2021 ICCV ICCV 2021

Multi-Modal Multi-Action Video Recognition

Abstract

Multi-action video recognition is much more challenging due to the requirement to recognize multiple actions co-occurring simultaneously or sequentially. Modeling multi-action relations is beneficial and crucial to understand videos with multiple actions, and actions in a video are usually presented in multiple modalities. In this paper, we propose a novel multi-action relation model for videos, by leveraging both relational graph convolutional networks (GCNs) and video multi-modality.

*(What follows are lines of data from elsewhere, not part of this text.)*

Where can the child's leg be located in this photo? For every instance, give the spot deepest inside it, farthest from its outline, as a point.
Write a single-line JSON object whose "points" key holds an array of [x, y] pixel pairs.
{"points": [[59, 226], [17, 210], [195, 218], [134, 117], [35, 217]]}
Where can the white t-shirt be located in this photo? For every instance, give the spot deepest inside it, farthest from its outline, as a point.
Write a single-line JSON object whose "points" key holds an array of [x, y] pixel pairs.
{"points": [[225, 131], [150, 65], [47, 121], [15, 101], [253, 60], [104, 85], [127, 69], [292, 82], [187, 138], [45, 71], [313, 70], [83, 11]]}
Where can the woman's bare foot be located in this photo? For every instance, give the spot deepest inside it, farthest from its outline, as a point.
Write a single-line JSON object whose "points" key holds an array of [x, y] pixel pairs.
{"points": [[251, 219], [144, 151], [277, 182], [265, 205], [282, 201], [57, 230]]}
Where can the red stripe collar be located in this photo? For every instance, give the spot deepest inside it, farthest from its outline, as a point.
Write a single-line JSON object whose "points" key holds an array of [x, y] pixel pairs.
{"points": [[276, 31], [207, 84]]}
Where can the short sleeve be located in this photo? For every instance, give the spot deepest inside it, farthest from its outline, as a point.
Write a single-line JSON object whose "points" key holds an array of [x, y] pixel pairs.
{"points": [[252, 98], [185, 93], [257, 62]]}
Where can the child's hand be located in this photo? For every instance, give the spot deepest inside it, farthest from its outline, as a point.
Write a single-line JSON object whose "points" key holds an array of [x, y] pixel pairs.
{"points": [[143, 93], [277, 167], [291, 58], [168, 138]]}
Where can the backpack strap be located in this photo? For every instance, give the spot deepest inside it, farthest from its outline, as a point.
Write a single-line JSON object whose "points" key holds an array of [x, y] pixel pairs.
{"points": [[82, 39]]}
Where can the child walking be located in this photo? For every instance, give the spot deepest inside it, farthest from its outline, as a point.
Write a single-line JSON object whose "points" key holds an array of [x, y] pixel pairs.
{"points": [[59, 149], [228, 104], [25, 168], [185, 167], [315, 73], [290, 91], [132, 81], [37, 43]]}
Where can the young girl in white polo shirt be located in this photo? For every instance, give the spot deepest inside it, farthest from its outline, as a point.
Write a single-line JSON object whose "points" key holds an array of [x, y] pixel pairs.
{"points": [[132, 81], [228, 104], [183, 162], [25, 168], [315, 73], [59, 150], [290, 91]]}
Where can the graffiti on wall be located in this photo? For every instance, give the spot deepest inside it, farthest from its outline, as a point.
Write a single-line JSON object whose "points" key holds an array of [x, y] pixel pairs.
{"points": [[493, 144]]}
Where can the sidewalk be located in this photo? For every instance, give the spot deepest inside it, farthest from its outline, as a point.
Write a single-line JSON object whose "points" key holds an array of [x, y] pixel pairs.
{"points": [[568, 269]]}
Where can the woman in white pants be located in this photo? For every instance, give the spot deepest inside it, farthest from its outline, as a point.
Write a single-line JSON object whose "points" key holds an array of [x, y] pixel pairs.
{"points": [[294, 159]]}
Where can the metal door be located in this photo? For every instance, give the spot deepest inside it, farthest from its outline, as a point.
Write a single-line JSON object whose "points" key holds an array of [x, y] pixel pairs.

We first build multi-modal GCNs to explore modality-aware multi-action relations, fed by modality-specific action representation as node features, e.g., spatiotemporal features learned by 3D convolutional neural network (CNN), audio and textual embeddings queried from respective feature lexicons. We then joint both multi-modal CNN-GCN models and multi-modal feature representations for learning better relational action predictions. Ablation study, multi-action relation visualization, and boosts analysis, all show efficacy of our multi-modal multi-action relation modeling. Also our method achieves state-of-the-art performance on large-scale multi-action M-MiT benchmark. Our code is made publicly available at https://github.com/zhenglab/multi-action-video.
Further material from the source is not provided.